Single by Alabama

from the album Southern Star
- B-side: (I Wish It Could Always Be) '55"
- Released: November 7, 1988
- Recorded: January 1, 1988
- Genre: Country, southern rock
- Length: 3:12
- Label: RCA Nashville
- Songwriter: Bob McDill
- Producers: Alabama Larry Michael Lee Josh Leo

Alabama singles chronology
| "Fallin' Again" (1988) | "Song of the South" (1988) | "If I Had You" (1989) |

= Song of the South (song) =

"Song of the South" is a song written by Bob McDill. First recorded by American country music artist Bobby Bare on his 1980 album Drunk & Crazy, a version by Johnny Russell reached number 57 on the U.S. Billboard country chart in 1981. Another cover by Tom T. Hall and Earl Scruggs peaked at number 72 in 1982 from the album Storyteller and the Banjo Man. A cover released in November 1988 by American country music group Alabama, from their album Southern Star, reached number 1 on both the U.S. and Canadian country charts.

== Content ==
The song tells the story of a poor Southern cotton farm-family during the Great Depression. "Cotton on the roadside, cotton in the ditch.
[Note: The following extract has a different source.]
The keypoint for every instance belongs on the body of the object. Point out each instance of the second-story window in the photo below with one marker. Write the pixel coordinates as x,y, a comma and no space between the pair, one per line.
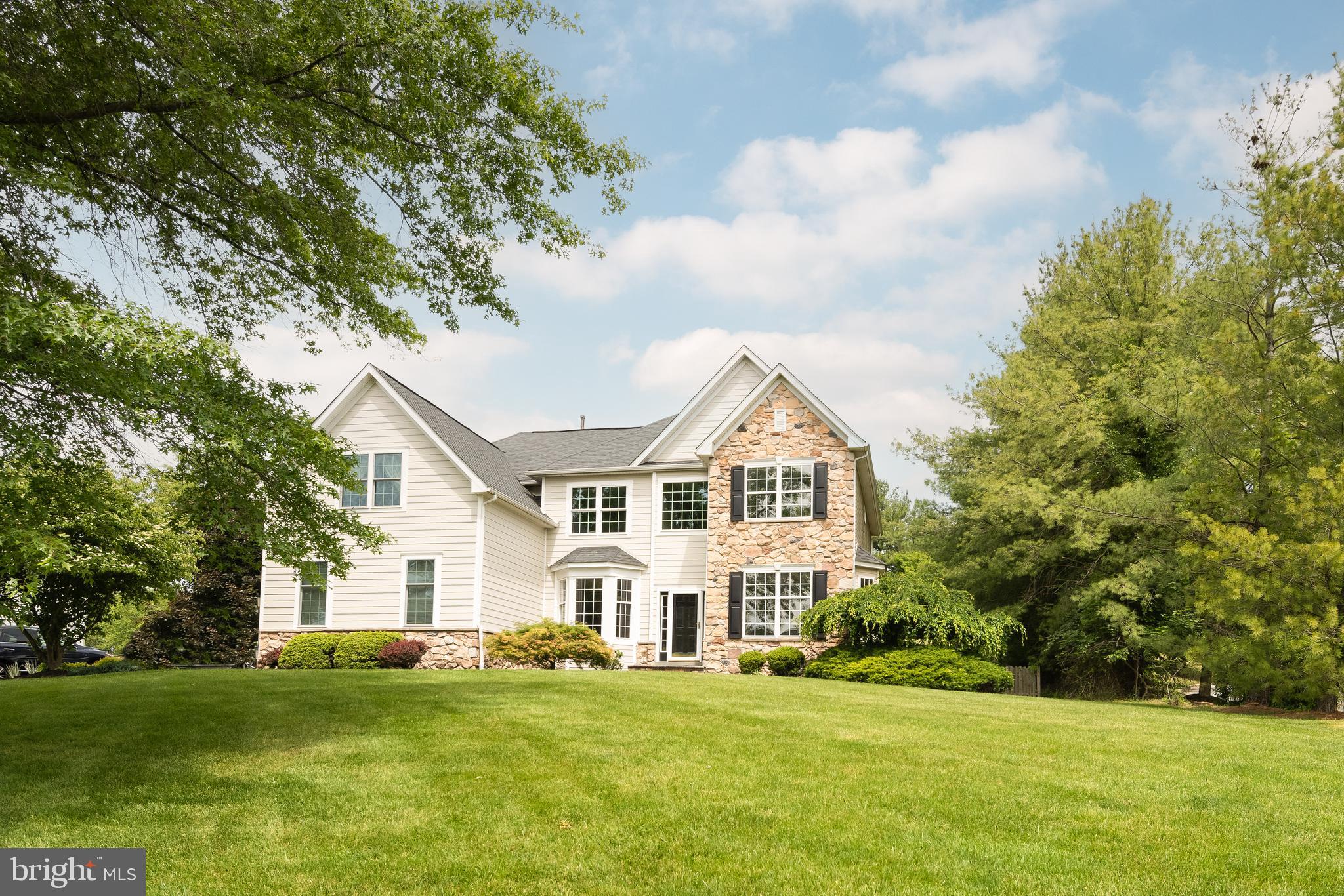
686,506
379,474
598,508
778,491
We all picked the cotton but we never got rich." "Well, somebody told us Wall Street fell, but we was so poor that we couldn't tell." The song references President Franklin D. Roosevelt's New Deal in the line, "The cotton was short and the weeds was tall, but Mr. Roosevelt's gonna save us all."'
The father of the family is a Southern Democrat; "Daddy was a veteran, a Southern Democrat. Said, 'They oughta kill a rich man to vote like that.'" The family loses the farm after the mother becomes ill. "The county got the farm and they moved to town." In the end, the family ends up living comfortably well, having sought a life in a more urban location; "Well, papa got a job with the TVA, we bought a washing machine, and then a Chevrolet."

==Cover versions==
Country music singer Sam Hunt covered the song from the television special CMT Giants: Alabama.

== Music video ==

The music video, directed by Steve Boyle, consists mainly of black-and-white photos and footage of the South during the 1930s, as well as footage of members of the band and other actors in the South, which is also in black and white, to give the illusion that it was the 1930s when it was filmed. The content of the video mainly follows the song lyrics, such as the footage of President Roosevelt during the lines in the song where he is referenced, as well as footage of actor Clark Gable when the line 'gone with the wind' is uttered, a reference to the 1939 epic film of the same name, which starred Gable. The video turns to color during the chorus, showing a large crowd fronted by the band members marching down the street of a small town. At the end, the video is also in color and shows Alabama playing at a concert, at the end of which random people come onto the stage - including fellow RCA recording artists Baillie & the Boys and Jo-El Sonnier, as well as the comedians Williams and Ree. The onsite filming was done in Temperance Hall, Tennessee.

== Lyrics ==

While Alabama's version softened and left out a few lyrics, the original recording by Bobby Bare altogether stuck close to the lyrics as composed by McDill.

== Chart history ==

=== Johnny Russell ===

| Chart (1981) | Peak position |
|---|---|
| US Hot Country Songs (Billboard) | 57 |

=== Tom T. Hall/Earl Scruggs ===

| Chart (1982) | Peak position |
|---|---|
| US Hot Country Songs (Billboard) | 72 |

=== Alabama ===

| Chart (1988–1989) | Peak position |
|---|---|
| US Hot Country Songs (Billboard) | 1 |
| Canadian RPM Country Tracks | 1 |

==== Year-end charts ====

| Chart (1989) | Position |
|---|---|
| Canada Country Tracks (RPM) | 83 |
| US Country Songs (Billboard) | 41 |

==Certifications==

Certifications for Song of the South
| Region | Certification | Certified units/sales |
| United States (RIAA) | 2× Platinum | 2,000,000^{‡} |
^{‡} Sales+streaming figures based on certification alone.